Cooking Time Will Vary
Just a heads up, the total time you need to roast the crispy Brussels sprouts will depend on their size. On average, they will need about 15-20 minutes of cook time before they are knife tender (ie, before you add the maple syrup). The best way to know they’re good to go is to check them by piercing them with a knife — if it’s easy to do, then you’re ready to proceed.
How far ahead can you make this recipe?
To us, the best roasted Brussels sprouts are served within one hour of being made, as they’ll be crispy and warm. However, you can roast the crispy Brussels sprouts up to one day ahead (store them refrigerated in an airtight container), bring them to room temperature, or warm them in a low (say a 250°F oven) and then serve. Don’t add the pomegranate arils until ready to serve the dish, as they won’t be tasty warm.

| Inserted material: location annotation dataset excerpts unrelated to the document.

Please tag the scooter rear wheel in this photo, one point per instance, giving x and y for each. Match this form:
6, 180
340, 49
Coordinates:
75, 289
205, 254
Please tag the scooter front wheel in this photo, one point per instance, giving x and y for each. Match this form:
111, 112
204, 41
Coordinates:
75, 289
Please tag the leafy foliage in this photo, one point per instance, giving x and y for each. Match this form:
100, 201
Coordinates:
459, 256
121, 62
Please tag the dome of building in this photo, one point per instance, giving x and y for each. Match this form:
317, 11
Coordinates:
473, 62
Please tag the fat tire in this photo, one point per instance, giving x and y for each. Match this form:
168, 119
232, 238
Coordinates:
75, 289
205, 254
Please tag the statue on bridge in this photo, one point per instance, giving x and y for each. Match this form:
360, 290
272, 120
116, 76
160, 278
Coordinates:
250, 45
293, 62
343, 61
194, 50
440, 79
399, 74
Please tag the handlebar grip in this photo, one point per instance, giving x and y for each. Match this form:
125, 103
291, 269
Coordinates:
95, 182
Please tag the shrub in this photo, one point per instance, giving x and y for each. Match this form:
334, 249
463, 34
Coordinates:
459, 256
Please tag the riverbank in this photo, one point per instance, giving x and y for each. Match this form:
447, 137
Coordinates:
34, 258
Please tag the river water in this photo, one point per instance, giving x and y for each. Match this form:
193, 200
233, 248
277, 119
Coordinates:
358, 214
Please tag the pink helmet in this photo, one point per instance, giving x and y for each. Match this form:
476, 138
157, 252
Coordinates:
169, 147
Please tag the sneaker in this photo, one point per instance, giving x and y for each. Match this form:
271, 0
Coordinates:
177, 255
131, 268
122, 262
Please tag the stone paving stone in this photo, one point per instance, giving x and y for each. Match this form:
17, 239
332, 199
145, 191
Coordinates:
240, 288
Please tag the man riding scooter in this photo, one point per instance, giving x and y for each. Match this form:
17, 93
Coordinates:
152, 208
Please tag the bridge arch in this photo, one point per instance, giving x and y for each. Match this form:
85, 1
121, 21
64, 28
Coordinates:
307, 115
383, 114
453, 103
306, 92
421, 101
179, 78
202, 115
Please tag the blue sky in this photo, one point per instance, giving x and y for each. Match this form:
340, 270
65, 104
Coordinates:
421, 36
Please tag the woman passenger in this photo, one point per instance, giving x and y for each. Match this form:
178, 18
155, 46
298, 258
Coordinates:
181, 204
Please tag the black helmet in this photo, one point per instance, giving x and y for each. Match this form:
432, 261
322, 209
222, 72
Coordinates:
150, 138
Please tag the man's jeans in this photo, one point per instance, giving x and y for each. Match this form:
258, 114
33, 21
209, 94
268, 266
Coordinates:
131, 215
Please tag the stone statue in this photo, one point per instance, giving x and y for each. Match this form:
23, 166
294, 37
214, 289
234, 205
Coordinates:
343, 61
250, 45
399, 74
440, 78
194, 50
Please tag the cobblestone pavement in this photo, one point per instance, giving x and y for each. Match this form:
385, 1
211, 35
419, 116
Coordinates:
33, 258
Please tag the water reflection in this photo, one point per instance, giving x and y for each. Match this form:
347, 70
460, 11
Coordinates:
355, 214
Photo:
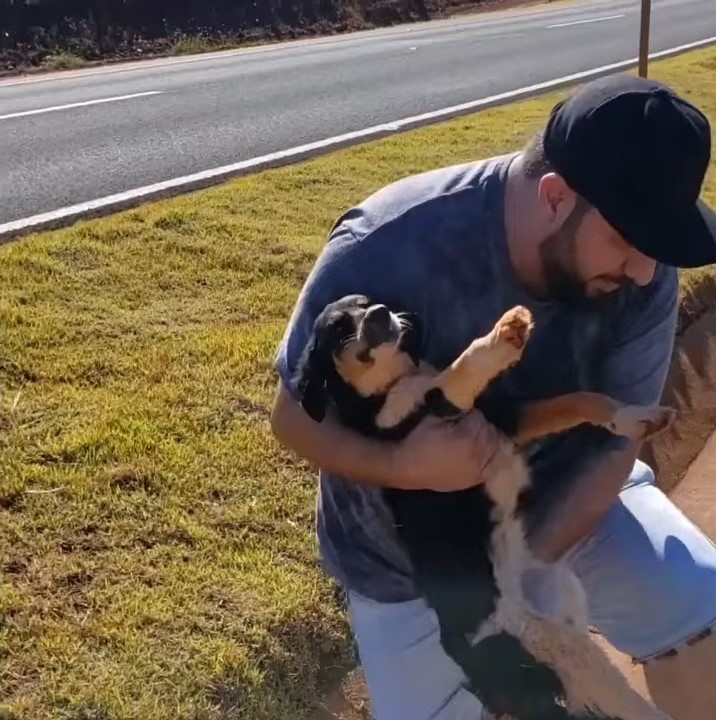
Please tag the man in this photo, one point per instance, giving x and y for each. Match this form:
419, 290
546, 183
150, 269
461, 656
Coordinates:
586, 227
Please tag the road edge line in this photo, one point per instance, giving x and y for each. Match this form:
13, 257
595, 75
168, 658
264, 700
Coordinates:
63, 217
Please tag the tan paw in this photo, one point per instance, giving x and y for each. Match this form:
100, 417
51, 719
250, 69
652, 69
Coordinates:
641, 423
514, 327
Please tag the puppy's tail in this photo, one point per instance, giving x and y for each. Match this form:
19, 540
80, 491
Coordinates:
561, 664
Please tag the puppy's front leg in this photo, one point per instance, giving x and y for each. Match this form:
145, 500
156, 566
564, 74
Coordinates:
485, 358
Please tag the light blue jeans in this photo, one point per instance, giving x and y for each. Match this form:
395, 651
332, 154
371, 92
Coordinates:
649, 574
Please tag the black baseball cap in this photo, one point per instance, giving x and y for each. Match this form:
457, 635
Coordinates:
638, 152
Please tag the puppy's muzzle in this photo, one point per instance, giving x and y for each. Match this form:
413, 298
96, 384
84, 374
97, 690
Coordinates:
378, 326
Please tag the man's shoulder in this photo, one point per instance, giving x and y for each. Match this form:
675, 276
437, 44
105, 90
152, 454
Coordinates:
417, 197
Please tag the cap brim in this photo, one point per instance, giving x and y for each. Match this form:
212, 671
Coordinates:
686, 240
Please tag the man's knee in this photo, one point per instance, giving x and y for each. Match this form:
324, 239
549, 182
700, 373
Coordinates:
649, 573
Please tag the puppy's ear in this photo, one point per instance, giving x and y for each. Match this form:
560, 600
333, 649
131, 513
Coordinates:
312, 373
413, 339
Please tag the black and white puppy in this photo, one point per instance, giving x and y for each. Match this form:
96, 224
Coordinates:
468, 548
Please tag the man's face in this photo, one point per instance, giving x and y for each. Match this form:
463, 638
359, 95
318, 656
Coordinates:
585, 259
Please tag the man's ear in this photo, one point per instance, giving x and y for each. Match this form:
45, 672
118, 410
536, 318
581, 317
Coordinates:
312, 373
556, 197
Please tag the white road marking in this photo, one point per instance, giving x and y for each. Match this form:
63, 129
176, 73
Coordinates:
589, 20
131, 198
69, 106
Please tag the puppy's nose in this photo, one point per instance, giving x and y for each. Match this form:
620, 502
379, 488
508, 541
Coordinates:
378, 314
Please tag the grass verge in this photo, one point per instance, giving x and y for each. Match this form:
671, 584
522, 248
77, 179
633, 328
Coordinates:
157, 546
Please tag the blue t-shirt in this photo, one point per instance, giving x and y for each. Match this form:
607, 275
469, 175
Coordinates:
435, 243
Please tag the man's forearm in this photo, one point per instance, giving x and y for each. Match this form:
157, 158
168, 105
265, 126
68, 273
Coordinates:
585, 504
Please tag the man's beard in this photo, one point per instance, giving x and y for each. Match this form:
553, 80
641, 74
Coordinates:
562, 282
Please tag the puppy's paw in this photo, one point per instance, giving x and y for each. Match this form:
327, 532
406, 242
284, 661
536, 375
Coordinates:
641, 423
514, 328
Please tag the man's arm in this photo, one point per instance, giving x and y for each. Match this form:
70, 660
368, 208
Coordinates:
635, 369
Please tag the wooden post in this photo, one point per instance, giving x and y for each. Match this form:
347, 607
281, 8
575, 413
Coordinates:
644, 38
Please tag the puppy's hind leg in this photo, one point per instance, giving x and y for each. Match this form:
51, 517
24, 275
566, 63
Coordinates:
545, 417
456, 388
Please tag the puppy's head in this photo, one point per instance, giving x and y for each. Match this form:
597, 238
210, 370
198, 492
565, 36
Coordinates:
359, 344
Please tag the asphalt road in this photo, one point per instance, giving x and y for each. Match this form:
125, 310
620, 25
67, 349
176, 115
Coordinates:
167, 119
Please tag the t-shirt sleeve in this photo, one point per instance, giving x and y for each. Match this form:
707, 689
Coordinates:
639, 350
378, 264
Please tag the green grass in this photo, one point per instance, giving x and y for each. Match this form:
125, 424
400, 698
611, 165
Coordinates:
156, 544
63, 61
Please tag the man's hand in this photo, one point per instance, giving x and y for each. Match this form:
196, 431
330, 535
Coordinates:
445, 456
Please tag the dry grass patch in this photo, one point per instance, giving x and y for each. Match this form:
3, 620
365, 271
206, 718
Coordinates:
157, 546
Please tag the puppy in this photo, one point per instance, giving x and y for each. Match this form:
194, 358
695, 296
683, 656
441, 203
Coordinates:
468, 549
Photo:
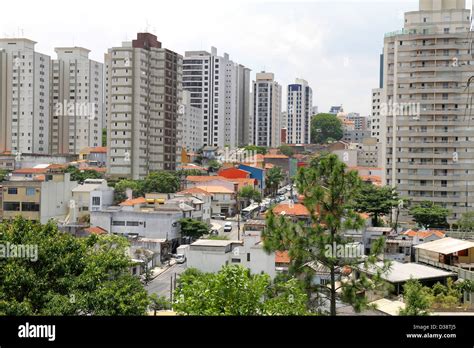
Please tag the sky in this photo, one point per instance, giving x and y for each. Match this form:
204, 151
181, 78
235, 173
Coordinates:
333, 44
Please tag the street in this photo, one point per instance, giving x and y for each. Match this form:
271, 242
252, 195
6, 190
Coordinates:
161, 284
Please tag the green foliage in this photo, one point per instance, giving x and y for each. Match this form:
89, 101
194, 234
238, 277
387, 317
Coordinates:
376, 201
286, 150
81, 175
193, 228
418, 299
430, 215
261, 150
329, 191
235, 291
159, 303
466, 222
325, 127
155, 182
71, 276
249, 193
273, 179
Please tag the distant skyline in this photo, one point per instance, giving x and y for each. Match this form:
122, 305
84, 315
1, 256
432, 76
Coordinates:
334, 45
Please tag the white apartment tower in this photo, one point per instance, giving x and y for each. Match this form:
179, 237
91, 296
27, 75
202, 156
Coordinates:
220, 88
375, 114
299, 107
191, 124
24, 97
143, 87
77, 101
266, 120
427, 124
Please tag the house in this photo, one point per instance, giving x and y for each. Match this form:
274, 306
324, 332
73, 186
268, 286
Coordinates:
37, 194
447, 252
400, 273
92, 195
210, 256
203, 196
294, 211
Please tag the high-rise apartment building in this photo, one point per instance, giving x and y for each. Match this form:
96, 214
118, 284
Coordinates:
24, 97
77, 106
192, 124
143, 88
266, 127
427, 125
220, 88
299, 106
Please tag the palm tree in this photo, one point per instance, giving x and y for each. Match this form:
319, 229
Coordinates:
273, 179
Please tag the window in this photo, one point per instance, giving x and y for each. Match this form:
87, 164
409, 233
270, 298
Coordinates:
11, 206
29, 206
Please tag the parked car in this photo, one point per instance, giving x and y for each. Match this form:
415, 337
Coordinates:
228, 227
218, 217
180, 258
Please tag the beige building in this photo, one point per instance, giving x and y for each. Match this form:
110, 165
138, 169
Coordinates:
77, 101
143, 88
266, 116
426, 122
24, 97
37, 194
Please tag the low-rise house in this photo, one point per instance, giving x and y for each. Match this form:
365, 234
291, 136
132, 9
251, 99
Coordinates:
92, 195
210, 256
447, 252
400, 273
295, 211
37, 194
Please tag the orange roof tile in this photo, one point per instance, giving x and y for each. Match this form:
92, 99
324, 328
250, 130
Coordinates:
424, 234
195, 190
132, 202
282, 257
298, 209
95, 230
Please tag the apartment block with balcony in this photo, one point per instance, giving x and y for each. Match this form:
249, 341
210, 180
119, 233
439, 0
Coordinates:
427, 124
143, 88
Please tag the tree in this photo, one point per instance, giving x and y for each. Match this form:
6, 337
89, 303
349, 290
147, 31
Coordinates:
261, 150
376, 201
417, 297
430, 215
286, 150
121, 188
329, 190
249, 193
64, 275
235, 291
161, 182
325, 127
193, 228
273, 179
466, 222
159, 303
81, 175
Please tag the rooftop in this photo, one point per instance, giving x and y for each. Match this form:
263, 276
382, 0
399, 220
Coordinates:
446, 245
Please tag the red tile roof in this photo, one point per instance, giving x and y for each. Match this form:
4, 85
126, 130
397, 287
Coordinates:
424, 234
297, 209
132, 202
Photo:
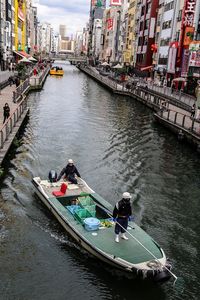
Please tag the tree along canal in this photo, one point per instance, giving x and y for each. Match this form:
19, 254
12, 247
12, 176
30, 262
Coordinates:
117, 147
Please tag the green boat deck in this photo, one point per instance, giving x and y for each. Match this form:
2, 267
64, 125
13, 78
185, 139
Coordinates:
129, 250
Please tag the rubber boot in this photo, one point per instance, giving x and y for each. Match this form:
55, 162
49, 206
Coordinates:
117, 238
124, 237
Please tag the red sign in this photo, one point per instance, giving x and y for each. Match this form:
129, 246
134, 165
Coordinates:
20, 14
115, 2
109, 24
188, 19
185, 62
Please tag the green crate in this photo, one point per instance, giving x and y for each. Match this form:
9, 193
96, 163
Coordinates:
85, 201
82, 214
91, 209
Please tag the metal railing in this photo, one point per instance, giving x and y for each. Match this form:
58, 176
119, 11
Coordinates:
185, 121
11, 122
43, 75
20, 90
146, 91
178, 95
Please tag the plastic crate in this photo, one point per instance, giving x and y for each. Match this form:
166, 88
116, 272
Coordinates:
85, 201
72, 208
82, 214
91, 209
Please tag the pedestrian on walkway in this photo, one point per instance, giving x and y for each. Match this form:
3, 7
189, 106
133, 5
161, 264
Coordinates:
17, 81
6, 112
121, 214
193, 110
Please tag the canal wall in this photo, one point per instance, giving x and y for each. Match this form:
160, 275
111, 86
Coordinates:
17, 101
171, 110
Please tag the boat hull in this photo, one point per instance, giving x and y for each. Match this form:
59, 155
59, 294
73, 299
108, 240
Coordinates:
57, 73
105, 258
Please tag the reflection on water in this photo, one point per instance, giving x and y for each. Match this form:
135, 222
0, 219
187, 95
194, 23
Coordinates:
117, 147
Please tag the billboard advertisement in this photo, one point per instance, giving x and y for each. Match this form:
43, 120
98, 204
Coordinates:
171, 60
185, 62
189, 13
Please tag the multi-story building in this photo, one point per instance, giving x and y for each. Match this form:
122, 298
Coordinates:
110, 34
20, 25
97, 8
44, 38
5, 34
130, 47
146, 36
63, 31
85, 39
96, 38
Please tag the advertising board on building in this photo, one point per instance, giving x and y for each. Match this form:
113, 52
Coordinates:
172, 60
188, 36
110, 24
185, 62
194, 54
189, 13
115, 2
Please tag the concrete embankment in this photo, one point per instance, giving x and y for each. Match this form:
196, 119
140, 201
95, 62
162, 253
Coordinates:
17, 101
173, 113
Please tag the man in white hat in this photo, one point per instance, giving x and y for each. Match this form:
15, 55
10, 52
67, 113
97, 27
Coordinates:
121, 214
70, 171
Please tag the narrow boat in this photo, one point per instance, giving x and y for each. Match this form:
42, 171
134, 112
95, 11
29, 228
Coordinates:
56, 71
86, 216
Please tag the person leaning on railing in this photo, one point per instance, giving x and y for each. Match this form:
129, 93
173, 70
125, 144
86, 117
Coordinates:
6, 112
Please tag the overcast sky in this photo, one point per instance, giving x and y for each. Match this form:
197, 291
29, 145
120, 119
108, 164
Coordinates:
73, 13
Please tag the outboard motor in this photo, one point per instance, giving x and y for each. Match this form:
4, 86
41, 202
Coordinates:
53, 176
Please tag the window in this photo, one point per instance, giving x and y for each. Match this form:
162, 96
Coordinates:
169, 6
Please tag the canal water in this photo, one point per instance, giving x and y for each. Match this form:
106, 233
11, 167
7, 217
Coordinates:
117, 147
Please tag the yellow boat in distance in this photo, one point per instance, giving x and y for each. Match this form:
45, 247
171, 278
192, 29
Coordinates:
56, 71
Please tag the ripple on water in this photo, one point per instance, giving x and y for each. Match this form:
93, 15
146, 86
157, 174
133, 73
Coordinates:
116, 148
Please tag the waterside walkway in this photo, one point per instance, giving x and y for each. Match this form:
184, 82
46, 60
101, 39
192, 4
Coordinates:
17, 101
173, 110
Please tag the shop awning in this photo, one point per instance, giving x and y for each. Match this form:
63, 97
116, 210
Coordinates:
146, 68
22, 54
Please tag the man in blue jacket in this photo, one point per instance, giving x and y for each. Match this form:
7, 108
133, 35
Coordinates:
121, 213
70, 171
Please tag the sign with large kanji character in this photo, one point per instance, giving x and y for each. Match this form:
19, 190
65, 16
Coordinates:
115, 2
189, 12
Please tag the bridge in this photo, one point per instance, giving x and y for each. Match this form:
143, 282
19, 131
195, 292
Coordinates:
73, 59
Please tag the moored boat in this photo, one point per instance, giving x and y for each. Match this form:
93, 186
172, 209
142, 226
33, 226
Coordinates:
86, 216
56, 71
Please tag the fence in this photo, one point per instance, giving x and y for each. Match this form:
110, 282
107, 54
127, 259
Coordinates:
20, 90
8, 127
184, 121
178, 95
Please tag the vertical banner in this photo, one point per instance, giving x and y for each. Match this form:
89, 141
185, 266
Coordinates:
171, 60
188, 36
185, 62
110, 24
115, 2
152, 28
188, 19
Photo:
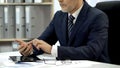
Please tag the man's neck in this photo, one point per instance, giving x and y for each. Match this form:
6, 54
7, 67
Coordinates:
77, 7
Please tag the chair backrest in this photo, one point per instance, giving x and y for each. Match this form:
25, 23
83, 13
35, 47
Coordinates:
112, 9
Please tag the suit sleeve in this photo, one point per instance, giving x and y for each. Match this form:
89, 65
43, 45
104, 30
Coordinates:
96, 42
48, 36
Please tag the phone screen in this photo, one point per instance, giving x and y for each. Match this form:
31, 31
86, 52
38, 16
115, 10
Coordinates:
18, 59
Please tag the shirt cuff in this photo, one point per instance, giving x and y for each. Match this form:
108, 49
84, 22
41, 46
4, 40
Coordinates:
54, 51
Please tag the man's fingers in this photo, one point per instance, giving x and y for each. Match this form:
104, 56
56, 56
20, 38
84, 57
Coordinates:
19, 41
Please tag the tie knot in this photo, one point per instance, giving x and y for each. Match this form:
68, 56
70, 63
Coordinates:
71, 18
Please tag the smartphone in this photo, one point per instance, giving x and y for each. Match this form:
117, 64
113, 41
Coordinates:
18, 59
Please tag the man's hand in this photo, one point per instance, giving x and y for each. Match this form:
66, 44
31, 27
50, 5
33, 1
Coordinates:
40, 44
24, 48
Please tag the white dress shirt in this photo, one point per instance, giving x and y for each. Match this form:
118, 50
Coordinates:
54, 51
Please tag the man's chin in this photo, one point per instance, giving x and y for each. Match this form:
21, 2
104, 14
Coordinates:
64, 10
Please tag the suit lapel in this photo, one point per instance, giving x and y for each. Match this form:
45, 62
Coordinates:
64, 27
80, 20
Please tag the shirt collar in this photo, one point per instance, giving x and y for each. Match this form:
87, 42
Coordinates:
76, 13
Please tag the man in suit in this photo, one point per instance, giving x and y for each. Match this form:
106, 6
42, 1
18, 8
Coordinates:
88, 36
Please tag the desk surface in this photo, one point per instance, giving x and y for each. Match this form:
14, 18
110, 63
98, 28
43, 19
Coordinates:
6, 63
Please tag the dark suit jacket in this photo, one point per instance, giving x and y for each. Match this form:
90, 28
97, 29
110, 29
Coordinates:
88, 39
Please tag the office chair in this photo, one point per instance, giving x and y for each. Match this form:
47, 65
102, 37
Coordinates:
112, 9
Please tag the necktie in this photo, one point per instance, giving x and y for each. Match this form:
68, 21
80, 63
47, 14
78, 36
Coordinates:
70, 24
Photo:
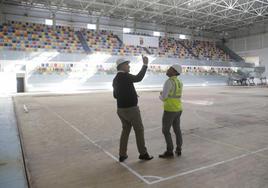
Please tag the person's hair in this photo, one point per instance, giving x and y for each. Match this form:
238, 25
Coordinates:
118, 67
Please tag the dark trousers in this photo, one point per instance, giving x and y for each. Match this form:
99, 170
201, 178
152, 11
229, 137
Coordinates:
172, 119
131, 117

Variations On This Crispy Brussels Sprouts Recipe
While the combination of maple, mustard, walnuts, and pomegranate is exquisite, this crispy Brussels sprouts recipe is versatile. For a different nutty crunch, pistachios or hazelnuts can substitute walnuts. They offer a slightly sweeter and more delicate flavor that pairs well with the Brussels sprouts. You could add ancho chile powder, red pepper flakes, or Sriracha hot sauce for some spice. For even more flavor, add a shake of some garlic powder or smoked paprika to the mix.
For those who are not strictly vegetarian, adding crisp bacon or prosciutto can introduce a savory depth to the dish. The saltiness and richness of these meats contrast beautifully with the sweet and tangy elements of the recipe.
What to serve with this recipe?
When it comes to what to serve with this recipe, the most obvious choice would be to add it as a side to your Thanksgiving spread. But also, this recipe would be a great side dish for cedar planked salmon, oven roasted pork chops, roast chicken, or even a side to chili or other hearty soup.
Other Side Dishes To Serve This With
With seasonal ingredients, Brussels sprouts, and pomegranates, this recipe is one of our favorite ways to embrace fall flavors. A few other seasonal recipes that would be great addition to your dinner table would be:
Maple Mustard Crispy Brussels Sprouts Recipe
Equipment
Ingredients
- 2 pounds brussels sprouts
- 4 medium shallots roughly chopped
- 2 tablespoons extra-virgin olive oil
- 2 tablespoons whole-grain mustard
- kosher salt plus more for garnish as desired
- Freshly ground black pepper plus more for garnish as desired
- 1 tablespoon Pure maple syrup plus more for garnish as desired
- Splash apple cider vinegar
- 1/3 cup roughly chopped toasted walnuts
- 1/4 cup pomegranate arils
Instructions
- Heat The Oven: Heat the oven to 400°F and arrange a rack in the middle. Place a large rimmed baking sheet on the rack while the oven heats up. Meanwhile, prepare the Brussels sprouts. Trim off the tough ends and pull off any outer leaves that are dark or wilted. Cut each Brussels sprout in half through the root end (you'll have about 6 cups of halved Brussels sprouts).
- Mix The Brussels Sprouts: Combine the halved Brussels sprouts, diced shallot, olive oil, and whole grain mustard in a large bowl and season generously with salt and freshly ground black pepper. Stir to ensure the sprouts are well coated, then carefully remove the hot baking sheet from the oven and spread the Brussels sprouts out in one layer (flat side down to ensure they get nicely browned!) and place in the oven.
- Roast The Sprouts: Roast the Brussels sprouts, stirring every 10 minutes, until they are easily pierced with a knife, about 15 to 25 minutes (depending on the size of the Brussels sprouts as larger sprouts will need more time). Once you can easily pierce the sprouts, remove the sheet pan, drizzle on the maple syrup, and toss to coat, then roast an additional 5 to 10 minutes or until the sprouts are browned and cooked through.
- Garnish and Serve: Remove the roast Brussels from the oven, add a splash of cider vinegar, and toss to coat. Taste and add more maple syrup, kosher salt, or freshly ground pepper, as desired. Arrange on a serving platter, scatter the walnut pieces and pomegranate arils over the top, and serve warm or at room temperature.